La competenza deve essere fondamentale, ma anche l’esperienza nella gestione dei fondi è importante. Bisogna essere onesti ma anche competenti. Molto spesso fra gli amministratori c’è la “paura di firma”: uno stato d’animo che non dovrebbe esistere, dal momento che basta essere competenti ed onesti. Certo il dirigente è sempre legato al momento politico, ma non deve lasciarsi trascinare. Quando si fanno le cose nella legalità non bisogna preoccuparsi. Il quadro normativo, però, è troppo complesso. Ci sono troppe leggi che finiscono per contraddirsi e non indicano chiaramente l’obiettivo. Quando le leggi sono scritte bene, i politici non hanno alcun timore di firmare gli atti, non correndo alcun rischio di commettere un abuso d’ufficio. Questo è un aspetto sul quale bisogna intervenire.

Quali sono i settori dove ci sarebbe bisogno di maggiore controllo?

Lavori pubblici e sanità. Nelle opere pubbliche è facile dar luogo al piccolo favoritismo. Nell’ambiente sanitario, invece, parliamo di appalti importanti dove vengono movimentate risorse incredibili e numerosi sono anche gli sprechi. Ad ogni modo bisogna sempre scindere e non cadere nel qualunquismo. Esistono anche amministratori validi e quelli vanno valorizzati.

Nella memoria sul Piano nazionale di ripresa e resilienza presentata a giugno dalla Corte dei Conti alle Commissioni Riunite della Camera dei Deputati si pone l’accento sulla necessità di comunicare fra amministrazione centrale ed enti locali.
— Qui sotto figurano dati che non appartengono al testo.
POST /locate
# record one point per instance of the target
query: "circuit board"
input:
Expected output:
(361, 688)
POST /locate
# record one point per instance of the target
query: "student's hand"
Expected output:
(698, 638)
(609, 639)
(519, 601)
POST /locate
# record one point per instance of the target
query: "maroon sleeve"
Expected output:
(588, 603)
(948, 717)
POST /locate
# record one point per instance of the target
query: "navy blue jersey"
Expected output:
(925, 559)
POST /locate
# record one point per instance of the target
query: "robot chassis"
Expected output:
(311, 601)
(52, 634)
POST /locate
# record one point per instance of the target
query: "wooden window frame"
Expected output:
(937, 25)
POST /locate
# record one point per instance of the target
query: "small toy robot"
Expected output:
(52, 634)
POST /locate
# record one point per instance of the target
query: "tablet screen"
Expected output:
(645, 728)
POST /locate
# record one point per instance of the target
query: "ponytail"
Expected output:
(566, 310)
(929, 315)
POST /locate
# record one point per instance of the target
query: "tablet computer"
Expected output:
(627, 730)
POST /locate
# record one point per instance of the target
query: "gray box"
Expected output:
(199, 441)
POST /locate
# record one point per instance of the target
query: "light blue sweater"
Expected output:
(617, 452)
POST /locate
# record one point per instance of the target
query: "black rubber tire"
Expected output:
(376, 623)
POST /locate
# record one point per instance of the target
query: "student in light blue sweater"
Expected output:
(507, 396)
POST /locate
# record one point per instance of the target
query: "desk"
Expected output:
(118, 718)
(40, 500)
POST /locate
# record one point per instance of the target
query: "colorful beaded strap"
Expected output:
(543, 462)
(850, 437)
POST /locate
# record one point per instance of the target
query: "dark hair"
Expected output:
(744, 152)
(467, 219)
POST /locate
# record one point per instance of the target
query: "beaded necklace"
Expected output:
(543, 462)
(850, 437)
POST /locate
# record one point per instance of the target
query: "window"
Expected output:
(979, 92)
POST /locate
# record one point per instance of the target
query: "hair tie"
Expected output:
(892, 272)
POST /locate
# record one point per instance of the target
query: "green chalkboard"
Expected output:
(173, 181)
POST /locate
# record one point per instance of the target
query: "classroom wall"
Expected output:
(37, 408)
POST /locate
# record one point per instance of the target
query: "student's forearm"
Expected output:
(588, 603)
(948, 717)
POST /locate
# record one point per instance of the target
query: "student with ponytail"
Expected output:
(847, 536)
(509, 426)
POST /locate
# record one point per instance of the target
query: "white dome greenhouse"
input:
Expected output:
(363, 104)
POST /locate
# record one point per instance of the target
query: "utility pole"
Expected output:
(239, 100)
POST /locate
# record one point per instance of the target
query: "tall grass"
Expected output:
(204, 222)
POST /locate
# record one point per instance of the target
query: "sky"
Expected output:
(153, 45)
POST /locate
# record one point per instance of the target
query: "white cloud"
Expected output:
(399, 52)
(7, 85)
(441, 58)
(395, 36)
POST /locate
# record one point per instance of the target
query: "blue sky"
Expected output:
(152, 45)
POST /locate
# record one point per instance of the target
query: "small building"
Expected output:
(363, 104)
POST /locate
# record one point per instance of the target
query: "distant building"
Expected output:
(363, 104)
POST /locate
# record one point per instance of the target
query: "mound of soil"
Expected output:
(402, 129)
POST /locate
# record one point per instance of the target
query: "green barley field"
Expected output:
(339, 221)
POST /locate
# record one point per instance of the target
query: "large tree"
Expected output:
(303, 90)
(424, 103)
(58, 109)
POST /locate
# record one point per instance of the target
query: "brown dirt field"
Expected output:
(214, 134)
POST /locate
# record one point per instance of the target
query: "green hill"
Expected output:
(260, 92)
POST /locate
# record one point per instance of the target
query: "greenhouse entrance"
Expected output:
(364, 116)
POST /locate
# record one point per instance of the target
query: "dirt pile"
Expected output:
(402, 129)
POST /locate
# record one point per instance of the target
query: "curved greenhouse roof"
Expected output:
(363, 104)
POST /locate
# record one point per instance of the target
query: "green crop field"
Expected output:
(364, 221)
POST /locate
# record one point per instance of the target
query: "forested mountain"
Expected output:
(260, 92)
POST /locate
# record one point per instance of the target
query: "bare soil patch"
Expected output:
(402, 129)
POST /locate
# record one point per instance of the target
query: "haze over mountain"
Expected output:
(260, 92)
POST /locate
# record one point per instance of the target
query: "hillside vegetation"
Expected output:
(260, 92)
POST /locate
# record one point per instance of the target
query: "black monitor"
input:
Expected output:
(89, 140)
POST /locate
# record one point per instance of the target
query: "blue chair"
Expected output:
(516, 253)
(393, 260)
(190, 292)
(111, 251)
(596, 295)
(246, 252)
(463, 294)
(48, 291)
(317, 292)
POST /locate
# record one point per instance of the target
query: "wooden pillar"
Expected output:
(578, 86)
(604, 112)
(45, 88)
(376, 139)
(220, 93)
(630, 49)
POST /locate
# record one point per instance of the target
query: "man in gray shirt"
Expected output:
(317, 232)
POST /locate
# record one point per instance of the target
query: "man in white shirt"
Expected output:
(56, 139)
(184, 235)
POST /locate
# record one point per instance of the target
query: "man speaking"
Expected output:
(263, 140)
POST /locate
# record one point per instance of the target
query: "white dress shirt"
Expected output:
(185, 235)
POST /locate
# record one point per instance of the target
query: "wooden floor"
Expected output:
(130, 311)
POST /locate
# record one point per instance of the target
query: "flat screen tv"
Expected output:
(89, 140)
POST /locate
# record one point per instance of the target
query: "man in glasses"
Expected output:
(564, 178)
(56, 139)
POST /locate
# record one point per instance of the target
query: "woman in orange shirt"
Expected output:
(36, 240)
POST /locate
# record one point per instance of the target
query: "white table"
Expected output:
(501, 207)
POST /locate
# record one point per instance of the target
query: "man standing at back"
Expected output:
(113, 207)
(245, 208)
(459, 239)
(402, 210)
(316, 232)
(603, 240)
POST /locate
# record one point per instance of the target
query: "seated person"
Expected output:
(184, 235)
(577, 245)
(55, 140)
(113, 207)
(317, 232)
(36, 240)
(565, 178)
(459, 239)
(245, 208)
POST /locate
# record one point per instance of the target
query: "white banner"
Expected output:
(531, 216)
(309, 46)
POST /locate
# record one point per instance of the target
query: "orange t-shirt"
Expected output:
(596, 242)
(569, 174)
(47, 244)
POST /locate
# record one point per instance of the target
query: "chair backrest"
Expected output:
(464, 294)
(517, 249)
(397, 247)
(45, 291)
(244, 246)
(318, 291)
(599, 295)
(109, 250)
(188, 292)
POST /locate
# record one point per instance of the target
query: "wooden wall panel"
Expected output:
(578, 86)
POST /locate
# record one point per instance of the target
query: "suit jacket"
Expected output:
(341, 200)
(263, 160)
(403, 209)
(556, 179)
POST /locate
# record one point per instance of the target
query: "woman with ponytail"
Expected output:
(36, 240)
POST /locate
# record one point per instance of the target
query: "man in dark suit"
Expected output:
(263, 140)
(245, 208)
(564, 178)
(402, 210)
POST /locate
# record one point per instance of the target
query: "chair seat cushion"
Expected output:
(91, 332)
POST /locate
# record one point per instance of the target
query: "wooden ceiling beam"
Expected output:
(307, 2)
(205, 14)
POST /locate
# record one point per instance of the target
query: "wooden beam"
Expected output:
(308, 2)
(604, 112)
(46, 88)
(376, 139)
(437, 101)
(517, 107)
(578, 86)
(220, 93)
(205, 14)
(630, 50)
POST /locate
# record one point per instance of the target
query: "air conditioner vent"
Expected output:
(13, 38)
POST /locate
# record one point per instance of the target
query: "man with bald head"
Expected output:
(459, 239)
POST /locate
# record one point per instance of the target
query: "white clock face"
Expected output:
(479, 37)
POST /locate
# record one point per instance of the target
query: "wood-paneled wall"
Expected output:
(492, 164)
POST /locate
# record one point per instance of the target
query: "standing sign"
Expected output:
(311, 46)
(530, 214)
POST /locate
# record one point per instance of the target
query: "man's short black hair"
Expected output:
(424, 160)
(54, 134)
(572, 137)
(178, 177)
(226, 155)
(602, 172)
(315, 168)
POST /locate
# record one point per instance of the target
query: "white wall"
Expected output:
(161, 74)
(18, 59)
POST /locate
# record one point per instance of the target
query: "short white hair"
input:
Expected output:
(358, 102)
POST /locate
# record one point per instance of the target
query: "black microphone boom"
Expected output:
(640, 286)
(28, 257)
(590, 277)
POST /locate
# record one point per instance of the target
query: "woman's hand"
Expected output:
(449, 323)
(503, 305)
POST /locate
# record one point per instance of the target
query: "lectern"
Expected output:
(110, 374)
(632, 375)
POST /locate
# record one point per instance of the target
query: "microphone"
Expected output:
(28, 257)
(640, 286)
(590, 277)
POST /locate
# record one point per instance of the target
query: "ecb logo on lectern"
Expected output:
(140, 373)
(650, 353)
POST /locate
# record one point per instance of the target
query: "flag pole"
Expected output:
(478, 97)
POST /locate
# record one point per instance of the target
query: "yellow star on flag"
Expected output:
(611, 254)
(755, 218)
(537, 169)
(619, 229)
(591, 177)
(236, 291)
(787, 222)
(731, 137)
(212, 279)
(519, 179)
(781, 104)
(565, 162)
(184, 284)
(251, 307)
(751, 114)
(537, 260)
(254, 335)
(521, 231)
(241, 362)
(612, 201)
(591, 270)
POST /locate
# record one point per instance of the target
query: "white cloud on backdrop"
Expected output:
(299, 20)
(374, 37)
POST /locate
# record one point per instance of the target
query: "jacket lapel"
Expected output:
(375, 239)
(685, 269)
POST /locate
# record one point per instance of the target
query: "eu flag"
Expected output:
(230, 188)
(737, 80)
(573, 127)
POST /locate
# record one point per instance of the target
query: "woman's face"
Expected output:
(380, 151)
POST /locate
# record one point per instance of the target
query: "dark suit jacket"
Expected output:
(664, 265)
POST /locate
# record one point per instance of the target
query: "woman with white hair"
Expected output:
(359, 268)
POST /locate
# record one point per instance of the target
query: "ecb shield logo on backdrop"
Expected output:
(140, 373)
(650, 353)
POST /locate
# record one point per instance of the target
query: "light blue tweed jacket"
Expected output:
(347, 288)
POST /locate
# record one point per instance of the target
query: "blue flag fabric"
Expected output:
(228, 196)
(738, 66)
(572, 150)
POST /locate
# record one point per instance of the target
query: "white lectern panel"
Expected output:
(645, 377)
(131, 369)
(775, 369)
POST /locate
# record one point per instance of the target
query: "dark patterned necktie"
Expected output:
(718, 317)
Finora però l’impressione è che ognuno faccia per sé. Vede segnali positivi in senso contrario?

La Corte ha detto che il rapporto fra Stato ed enti locali è necessario. I tempi sono stati necessariamente urgenti per definire il piano a livello centrale: se questo compito fosse stato lasciato alle realtà locali non saremmo arrivati da nessuna parte, gli input sarebbero stati tanti che avremmo avuto bisogno di quattro Pnrr. Nella realizzazione pratica del Piano sarà importante il rapporto con gli enti locali, una volta stabilite le regole bisogna vedere come sarà attuato. Al Sud interessano soprattutto le infrastrutture, settore nel quale il Meridione ha camminato negli anni scorsi con un passo più lento. Quanto all’ambiente, non è una finalità di per sé, ma la base: tutti i progetti dovrebbero essere ecocompatibili. Bisogna creare un interesse diffuso per tematiche ambientali e fare in modo che tutti i programmi siano ispirati alla sostenibilità.

In Campania la Procura regionale presso la Corte dei conti ha avviato accertamenti sull’intesa fra la Regione e l’associazione delle cliniche private Aiop, per prestazioni per l’emergenza Covid in realtà non rese. Secondo l’ipotesi della Procura, la Regione avrebbe dato un’interpretazione strumentale alle norme del Governo che consentono il ricorso ai privati. Non sarà che queste norme danno troppo spazio di manovra alle Regioni?

Le norme Covid sono nate in una situazione di emergenza e necessariamente hanno lasciato buchi enormi. Mi rendo conto che i colleghi stanno indagando e fanno bene, ma devo dire che è difficile arrivare a una reale condanna: la situazione era di emergenza. Fare un’indagine è facile, perché lo si fa ex post: si chiedono tutte le carte firmate in un determinato periodo. Amministrare è più complicato: va fatto quando non si sa come vanno a finire le cose. Il Covid è stato uno choc per le amministrazioni, perché nessuna era pronta. A meno che non si tratti di episodi eclatanti, è difficile dire che i fondi Covid della prima emergenza siano finiti male.